Our results are robust to excluding highly cited papers based on the 95% percentile as shown in the lower panel of Table 9. While the coefficients become somewhat smaller, they remain highly significant.

Fig. 4
figure 4

Boxplot comparison for number of citations. Note: This Figure shows the distribution of the number of citations for Covid-related and unrelated working papers published since January 2020. Note that the median is equal to 0 for two of the groupings. For readability we do not plot outliers

Table 8 Number of citations—basic descriptive statistics
Table 9 Numbers of citations—regression results

Conclusion

We have shown that around 15% of economic working papers have been Covid-related between January 2020 and August 2021. This share has decreased since the peak in spring 2020 but there is still a steady flow of Covid papers. When comparing the Covid papers to non-Covid papers made available as working papers at the same time, we find that Covid papers are written by larger teams, are downloaded more often and receive more citations. This somewhat contrasts with general science where articles are written by fewer authors. Further research might be able to determine the exact causes for this divergent pattern.

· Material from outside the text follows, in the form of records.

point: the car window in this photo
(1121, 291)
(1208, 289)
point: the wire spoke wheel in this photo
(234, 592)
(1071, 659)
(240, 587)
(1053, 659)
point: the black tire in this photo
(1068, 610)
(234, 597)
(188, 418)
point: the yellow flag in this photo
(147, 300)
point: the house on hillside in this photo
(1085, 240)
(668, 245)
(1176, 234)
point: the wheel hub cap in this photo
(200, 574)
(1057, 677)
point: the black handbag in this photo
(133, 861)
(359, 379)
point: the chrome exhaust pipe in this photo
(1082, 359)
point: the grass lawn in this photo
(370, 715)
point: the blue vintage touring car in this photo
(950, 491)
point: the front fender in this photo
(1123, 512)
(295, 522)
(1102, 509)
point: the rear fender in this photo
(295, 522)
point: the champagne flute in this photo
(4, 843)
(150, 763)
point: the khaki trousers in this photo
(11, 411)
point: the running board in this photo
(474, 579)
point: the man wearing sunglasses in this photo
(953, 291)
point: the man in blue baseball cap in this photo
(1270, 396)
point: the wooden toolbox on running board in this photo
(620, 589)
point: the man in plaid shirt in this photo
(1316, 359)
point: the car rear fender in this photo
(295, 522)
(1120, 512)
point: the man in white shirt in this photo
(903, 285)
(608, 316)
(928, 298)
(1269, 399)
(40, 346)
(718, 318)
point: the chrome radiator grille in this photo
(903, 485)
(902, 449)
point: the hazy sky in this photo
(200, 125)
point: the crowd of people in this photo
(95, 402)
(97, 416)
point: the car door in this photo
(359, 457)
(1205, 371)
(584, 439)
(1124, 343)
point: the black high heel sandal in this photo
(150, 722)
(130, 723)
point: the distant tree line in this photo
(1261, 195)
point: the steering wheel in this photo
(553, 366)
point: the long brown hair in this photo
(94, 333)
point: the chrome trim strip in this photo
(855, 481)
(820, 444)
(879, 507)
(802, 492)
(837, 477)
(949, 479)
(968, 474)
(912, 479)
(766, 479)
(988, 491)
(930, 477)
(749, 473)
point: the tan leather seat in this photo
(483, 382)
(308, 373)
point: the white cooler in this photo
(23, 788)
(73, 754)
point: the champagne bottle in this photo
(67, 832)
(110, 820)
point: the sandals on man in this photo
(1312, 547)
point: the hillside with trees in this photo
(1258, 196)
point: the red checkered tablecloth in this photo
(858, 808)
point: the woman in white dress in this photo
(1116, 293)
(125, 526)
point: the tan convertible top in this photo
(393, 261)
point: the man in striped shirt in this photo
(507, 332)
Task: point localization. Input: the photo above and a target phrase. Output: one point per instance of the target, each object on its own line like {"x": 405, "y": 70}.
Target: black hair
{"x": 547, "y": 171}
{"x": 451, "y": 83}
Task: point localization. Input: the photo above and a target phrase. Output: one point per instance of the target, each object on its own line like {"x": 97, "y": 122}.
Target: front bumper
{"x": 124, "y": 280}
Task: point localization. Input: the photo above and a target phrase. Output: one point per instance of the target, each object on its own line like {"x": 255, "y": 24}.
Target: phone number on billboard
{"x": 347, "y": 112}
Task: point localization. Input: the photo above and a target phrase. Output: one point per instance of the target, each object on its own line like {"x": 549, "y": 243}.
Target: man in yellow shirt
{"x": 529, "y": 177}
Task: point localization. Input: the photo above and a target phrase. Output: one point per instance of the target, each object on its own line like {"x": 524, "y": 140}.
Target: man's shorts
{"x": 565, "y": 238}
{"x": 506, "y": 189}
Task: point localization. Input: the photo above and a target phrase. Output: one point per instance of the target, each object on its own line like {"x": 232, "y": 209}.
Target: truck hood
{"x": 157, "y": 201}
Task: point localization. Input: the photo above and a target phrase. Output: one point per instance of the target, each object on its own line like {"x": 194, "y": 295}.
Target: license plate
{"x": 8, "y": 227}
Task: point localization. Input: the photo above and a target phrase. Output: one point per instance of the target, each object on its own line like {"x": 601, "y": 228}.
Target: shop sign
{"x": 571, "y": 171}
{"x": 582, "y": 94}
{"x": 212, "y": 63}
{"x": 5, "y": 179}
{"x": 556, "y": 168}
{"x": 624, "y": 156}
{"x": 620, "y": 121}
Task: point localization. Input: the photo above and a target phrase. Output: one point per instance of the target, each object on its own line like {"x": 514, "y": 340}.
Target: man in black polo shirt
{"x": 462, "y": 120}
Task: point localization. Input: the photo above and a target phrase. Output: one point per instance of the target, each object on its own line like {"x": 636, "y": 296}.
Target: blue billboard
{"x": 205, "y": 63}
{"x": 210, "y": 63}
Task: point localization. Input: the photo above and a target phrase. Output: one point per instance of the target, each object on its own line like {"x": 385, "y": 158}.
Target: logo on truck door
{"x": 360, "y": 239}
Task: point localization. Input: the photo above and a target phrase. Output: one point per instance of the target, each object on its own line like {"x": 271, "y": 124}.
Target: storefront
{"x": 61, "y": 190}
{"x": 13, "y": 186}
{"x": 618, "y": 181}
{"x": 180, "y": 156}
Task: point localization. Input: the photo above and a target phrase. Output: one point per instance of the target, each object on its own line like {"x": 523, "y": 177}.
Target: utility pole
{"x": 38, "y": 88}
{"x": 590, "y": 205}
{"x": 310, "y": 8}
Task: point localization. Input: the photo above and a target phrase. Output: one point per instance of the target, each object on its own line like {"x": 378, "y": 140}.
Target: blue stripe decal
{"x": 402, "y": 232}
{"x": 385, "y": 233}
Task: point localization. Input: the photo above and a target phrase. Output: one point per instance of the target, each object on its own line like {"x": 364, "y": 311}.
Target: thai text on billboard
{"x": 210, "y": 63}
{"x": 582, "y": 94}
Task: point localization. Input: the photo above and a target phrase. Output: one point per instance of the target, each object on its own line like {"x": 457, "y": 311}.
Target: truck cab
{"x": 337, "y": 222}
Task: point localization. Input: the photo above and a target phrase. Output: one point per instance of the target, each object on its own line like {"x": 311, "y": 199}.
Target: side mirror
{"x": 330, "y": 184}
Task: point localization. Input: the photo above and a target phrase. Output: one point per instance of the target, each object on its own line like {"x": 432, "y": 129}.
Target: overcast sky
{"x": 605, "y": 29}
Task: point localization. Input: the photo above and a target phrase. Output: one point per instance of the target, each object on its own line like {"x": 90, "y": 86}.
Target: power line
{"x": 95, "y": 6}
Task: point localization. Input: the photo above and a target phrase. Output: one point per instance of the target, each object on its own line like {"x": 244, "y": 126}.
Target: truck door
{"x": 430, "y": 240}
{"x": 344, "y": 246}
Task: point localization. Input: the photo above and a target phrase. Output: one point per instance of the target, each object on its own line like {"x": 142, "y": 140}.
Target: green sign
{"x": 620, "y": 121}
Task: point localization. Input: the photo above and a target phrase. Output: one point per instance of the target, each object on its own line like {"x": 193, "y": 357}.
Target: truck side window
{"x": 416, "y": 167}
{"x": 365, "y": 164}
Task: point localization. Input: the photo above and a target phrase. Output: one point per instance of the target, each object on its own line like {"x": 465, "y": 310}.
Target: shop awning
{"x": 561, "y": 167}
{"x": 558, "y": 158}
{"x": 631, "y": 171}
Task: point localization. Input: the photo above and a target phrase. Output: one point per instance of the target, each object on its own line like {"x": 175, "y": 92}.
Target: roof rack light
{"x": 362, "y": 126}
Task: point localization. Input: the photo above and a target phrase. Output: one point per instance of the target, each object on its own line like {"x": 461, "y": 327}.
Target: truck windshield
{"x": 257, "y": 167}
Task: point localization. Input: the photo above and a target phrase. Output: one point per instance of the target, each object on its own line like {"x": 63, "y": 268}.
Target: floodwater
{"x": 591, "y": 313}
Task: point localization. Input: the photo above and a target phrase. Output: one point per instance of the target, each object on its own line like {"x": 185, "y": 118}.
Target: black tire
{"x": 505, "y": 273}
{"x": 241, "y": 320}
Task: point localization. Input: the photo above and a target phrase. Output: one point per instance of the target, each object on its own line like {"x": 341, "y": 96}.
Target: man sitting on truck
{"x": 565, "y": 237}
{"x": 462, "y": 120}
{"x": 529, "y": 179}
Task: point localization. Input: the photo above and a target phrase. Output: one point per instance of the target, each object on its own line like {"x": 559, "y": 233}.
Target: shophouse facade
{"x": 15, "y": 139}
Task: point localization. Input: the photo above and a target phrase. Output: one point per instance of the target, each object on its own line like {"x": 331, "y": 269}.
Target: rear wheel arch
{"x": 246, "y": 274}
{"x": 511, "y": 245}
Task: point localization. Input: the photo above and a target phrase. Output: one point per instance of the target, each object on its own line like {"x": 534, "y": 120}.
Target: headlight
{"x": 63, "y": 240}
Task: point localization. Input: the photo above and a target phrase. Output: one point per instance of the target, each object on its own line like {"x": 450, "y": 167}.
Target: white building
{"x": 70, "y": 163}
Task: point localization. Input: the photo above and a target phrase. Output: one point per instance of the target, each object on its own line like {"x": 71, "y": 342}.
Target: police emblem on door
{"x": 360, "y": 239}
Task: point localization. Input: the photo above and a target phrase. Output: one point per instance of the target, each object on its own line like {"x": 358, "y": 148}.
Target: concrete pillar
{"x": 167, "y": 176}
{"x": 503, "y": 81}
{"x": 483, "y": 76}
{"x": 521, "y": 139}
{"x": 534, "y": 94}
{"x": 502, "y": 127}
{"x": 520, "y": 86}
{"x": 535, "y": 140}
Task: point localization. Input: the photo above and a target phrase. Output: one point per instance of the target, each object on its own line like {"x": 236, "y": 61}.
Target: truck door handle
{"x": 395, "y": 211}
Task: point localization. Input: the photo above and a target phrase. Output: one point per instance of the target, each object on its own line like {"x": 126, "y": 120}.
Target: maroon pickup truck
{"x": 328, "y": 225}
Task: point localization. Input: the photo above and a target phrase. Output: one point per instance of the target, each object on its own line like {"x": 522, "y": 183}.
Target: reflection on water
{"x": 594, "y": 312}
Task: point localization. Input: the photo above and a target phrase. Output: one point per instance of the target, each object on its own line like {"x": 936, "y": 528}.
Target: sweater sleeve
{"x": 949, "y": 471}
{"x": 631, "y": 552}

One important limitation of this paper is that we only looked at the data available on RePEc. While the analysis about JEL codes and the number of authors does not require any additional assumption, the analysis about downloads and citations does. Specifically, there are many places where one can download a working paper including the working paper series website. As a result, we only have a subset of the downloads and need to assume that our sample is representative. Similarly to the downloads, RePEc is somewhat of a closed system regarding citations. Citations are only tracked for papers within RePEc. If for example a medical journal cites an article available on RePEc, this is not counted towards the citation count of the article. As with downloads, we thus need to assume that our data set is representative.

Some potential extensions for future research of our work could include a more granular split into topics using several digits of the JEL code instead of the one digit used here. How the pandemic affected male vs. female researchers differently and last but not least, where the working papers end up. Baumann and Wohlrabe (2020) have found that around two thirds of working papers get published in peer reviewed journals. It would be interesting to see whether this is the case for Covid papers as well and whether the bump in citations from publication is similar to other papers e.g. see (Wohlrabe & Bürgi, 2021).

In the future one could repeat our analysis for articles finally published in a journal. As noted before, the publication process is quite slow in economics. We found only two articles according to our search criteria that were published in the so-called top five journals in economics (Bornmann et al., 2018) that have been published in the last two years.